Candidates aspiring to run for newly created subsectors of the revamped 1,500-member Election Committee vowed to bring out diverse voices on Monday as the weeklong nomination for the election of the committee entered its third day.
Terence Chan, head of the General Assembly of the Shanghai-Hong Kong Association, submitted his application for the new subsector for representatives of associations of Hong Kong residents on the mainland. The subsector has 27 seats on the committee.
Chan said about 500,000 Hong Kong residents are living on the Chinese mainland, and the establishment of the new subsectors demonstrates how important the city views this group, as well as the wide representation of the newly constituted committee.
Chan vowed to bring closer ties between Hong Kong and Shanghai against the backdrop of the nation's 14th Five-Year Plan (2021-25) and the Belt and Road Initiative.
Fan Minhua, a candidate for one of the 60 new seats in the new subsector — the associations of Chinese fellow-townsmen — said that it is a feature of Hong Kong to have various fellow townsmen associations, as the city of immigrants has seen generations of people coming from different places on the Chinese mainland to seek a living.
Fan, deputy chairman of the Hong Kong-Shanghai Economic Development Association, said he believes that these patriotic townsmen associations can play a role in society and should not be underestimated.
Another 14 candidates from academic and research institutions and technology startups signed up to compete for the 15 seats of the new technology and innovation subsector. They included Dennis Lo Yuk-ming, professor of chemical pathology at the Chinese University of Hong Kong, and Norma Chu, founder of the online-recipe website Day Day Cook.
These new faces set a goal to unleash the industry's capacity to improve people's livelihoods in Hong Kong and contribute to the country's scientific research and development through closer ties with the mainland.
Under the newly revamped rule, the city's education sector unveiled a new coalition that will send 13 candidates to run for the 14 seats in the education subsector that will be returned by election. The candidates include Wong Kam-leung, chairman of the Hong Kong Federation of Education Workers; and Ho Hon-kuen, chairman of the Education Convergence.
The remaining 16 seats of the subsector will be filled by ex officio members, including vice-chancellors or presidents of local universities, and representatives of the top five school-sponsoring bodies in Hong Kong.
Wong said he believes that the improved electoral system will "break the previous monopoly of the Hong Kong Professional Teachers' Union", which has held all 30 seats of the pre-reform education subsector in the 2016 Election Committee elections but has been accused of being unprofessional by putting politics over teaching, leading to a radicalized campus atmosphere.
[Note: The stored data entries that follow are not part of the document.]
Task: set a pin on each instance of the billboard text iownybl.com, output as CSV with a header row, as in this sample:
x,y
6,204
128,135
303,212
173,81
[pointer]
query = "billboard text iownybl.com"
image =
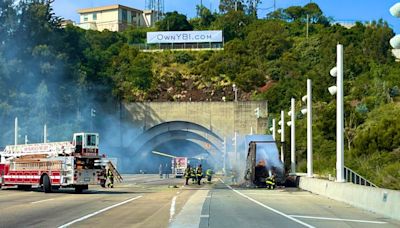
x,y
213,36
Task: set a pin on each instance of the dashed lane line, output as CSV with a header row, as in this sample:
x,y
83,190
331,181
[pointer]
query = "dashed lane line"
x,y
40,201
337,219
172,209
267,207
99,211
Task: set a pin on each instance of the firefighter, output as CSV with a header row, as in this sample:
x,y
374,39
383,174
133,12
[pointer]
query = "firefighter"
x,y
234,176
160,171
270,182
193,175
110,176
209,174
188,172
199,174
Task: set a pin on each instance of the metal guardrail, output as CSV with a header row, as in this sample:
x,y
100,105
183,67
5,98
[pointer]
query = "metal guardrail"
x,y
355,178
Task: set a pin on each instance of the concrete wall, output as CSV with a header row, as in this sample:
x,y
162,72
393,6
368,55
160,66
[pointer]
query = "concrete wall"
x,y
381,201
224,118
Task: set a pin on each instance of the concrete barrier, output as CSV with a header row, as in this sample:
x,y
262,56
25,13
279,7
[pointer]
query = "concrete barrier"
x,y
381,201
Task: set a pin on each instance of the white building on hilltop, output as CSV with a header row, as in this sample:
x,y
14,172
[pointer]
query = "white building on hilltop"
x,y
115,18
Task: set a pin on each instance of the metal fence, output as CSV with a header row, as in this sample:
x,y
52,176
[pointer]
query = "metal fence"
x,y
355,178
180,46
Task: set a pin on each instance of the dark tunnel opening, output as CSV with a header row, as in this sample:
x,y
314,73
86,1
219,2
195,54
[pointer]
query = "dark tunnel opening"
x,y
150,163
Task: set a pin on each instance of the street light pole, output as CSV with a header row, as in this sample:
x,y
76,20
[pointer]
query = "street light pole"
x,y
309,131
224,160
235,147
293,137
339,117
16,131
234,88
45,133
274,129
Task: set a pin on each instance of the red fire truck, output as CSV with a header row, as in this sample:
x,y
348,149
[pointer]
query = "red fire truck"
x,y
53,165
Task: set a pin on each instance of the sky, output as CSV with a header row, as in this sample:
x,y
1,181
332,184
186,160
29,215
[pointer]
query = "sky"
x,y
340,10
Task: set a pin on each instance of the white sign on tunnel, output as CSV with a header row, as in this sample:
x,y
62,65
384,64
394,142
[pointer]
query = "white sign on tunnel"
x,y
206,36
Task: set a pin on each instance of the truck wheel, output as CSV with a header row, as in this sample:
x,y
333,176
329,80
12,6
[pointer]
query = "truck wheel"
x,y
46,184
79,189
24,187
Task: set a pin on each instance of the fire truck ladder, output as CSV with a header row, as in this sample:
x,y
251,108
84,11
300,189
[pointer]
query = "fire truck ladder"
x,y
115,172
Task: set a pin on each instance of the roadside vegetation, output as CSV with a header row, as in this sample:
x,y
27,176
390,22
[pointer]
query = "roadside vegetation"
x,y
49,73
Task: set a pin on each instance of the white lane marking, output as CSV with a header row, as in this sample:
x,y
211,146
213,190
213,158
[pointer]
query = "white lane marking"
x,y
267,207
172,209
41,201
338,219
99,211
285,195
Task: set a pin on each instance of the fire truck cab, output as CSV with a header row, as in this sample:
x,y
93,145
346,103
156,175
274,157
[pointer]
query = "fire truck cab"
x,y
86,142
75,164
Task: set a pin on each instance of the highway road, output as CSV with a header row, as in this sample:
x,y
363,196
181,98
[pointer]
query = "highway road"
x,y
148,201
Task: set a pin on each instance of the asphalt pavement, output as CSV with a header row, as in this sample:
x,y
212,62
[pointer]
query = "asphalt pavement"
x,y
148,201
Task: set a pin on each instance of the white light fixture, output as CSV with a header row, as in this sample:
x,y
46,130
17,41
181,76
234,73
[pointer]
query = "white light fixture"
x,y
395,42
395,10
333,72
332,90
304,98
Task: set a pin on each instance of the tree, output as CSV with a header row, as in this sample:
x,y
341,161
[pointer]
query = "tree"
x,y
233,24
226,6
174,21
295,12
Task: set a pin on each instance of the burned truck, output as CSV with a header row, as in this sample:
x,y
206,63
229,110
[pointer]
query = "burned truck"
x,y
262,162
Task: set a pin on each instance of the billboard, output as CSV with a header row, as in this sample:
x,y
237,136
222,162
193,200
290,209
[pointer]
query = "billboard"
x,y
213,36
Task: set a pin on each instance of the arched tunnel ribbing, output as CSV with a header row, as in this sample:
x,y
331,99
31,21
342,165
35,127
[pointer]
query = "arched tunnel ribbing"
x,y
177,127
152,143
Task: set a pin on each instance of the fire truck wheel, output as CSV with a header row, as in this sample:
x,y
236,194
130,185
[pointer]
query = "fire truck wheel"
x,y
24,187
46,184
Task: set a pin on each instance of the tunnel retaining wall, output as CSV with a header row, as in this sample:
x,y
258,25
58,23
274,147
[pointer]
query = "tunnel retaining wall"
x,y
379,200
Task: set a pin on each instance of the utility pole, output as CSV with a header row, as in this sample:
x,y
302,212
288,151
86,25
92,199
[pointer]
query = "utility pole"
x,y
235,148
309,131
274,129
339,117
308,18
45,133
283,136
16,131
293,138
224,159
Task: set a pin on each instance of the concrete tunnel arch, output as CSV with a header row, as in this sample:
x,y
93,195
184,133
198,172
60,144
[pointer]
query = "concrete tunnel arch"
x,y
180,129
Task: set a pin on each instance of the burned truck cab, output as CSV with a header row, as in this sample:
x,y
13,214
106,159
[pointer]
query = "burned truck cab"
x,y
262,162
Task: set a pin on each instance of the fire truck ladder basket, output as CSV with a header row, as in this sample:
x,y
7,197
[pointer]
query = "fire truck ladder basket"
x,y
117,176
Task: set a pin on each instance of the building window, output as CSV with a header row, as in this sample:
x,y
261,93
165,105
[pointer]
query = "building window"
x,y
124,15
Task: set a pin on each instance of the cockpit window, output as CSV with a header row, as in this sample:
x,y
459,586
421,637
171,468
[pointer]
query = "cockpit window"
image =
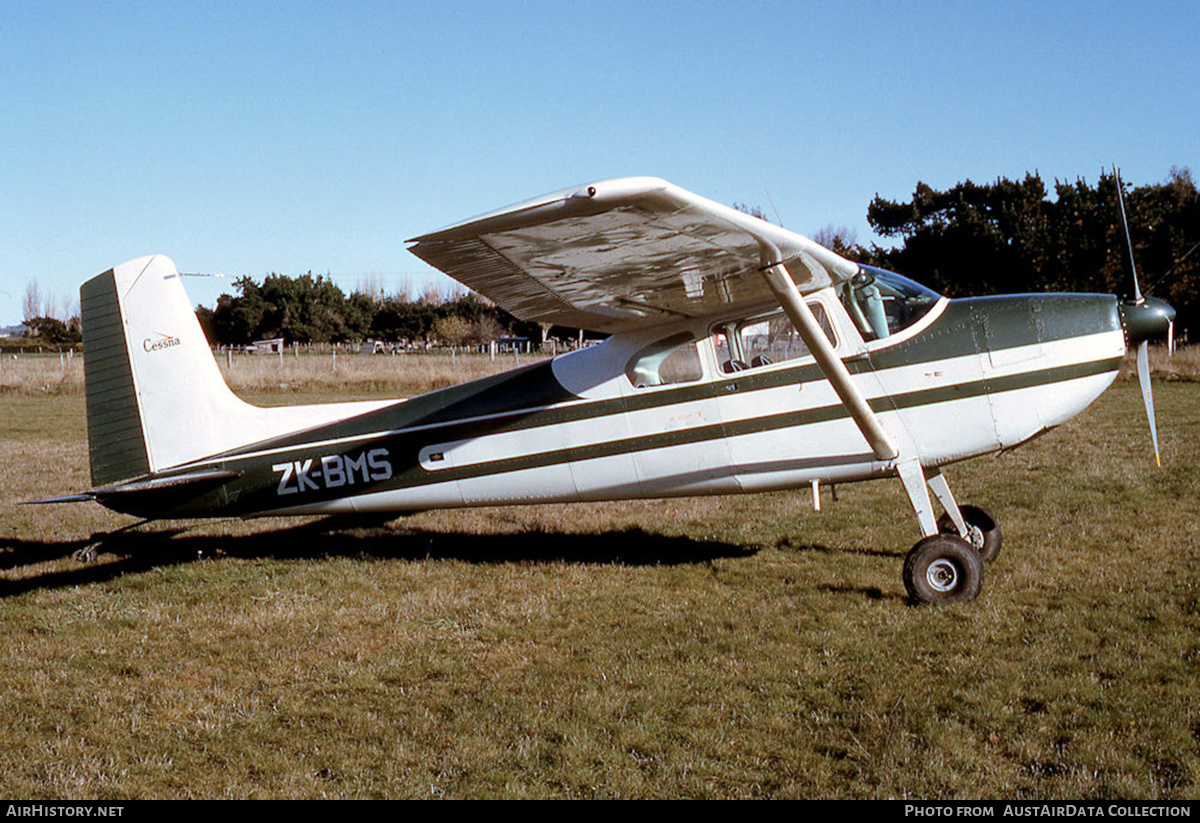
x,y
882,302
766,340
Ho pledged that he and his fellow candidates will work with the future chief executive and Legislative Council members to strengthen the foundation of Hong Kong's education and to formulate long-term development plans.
Notably, some members of the Hong Kong Olympics delegation, who returned to Hong Kong on Monday with a historic six medals from Tokyo, are expected to soon submit their applications after quarantine, including delegation head Pui Kwan-kay, and Li Ching, the coach who led the Hong Kong's table tennis women's team to the bronze medal.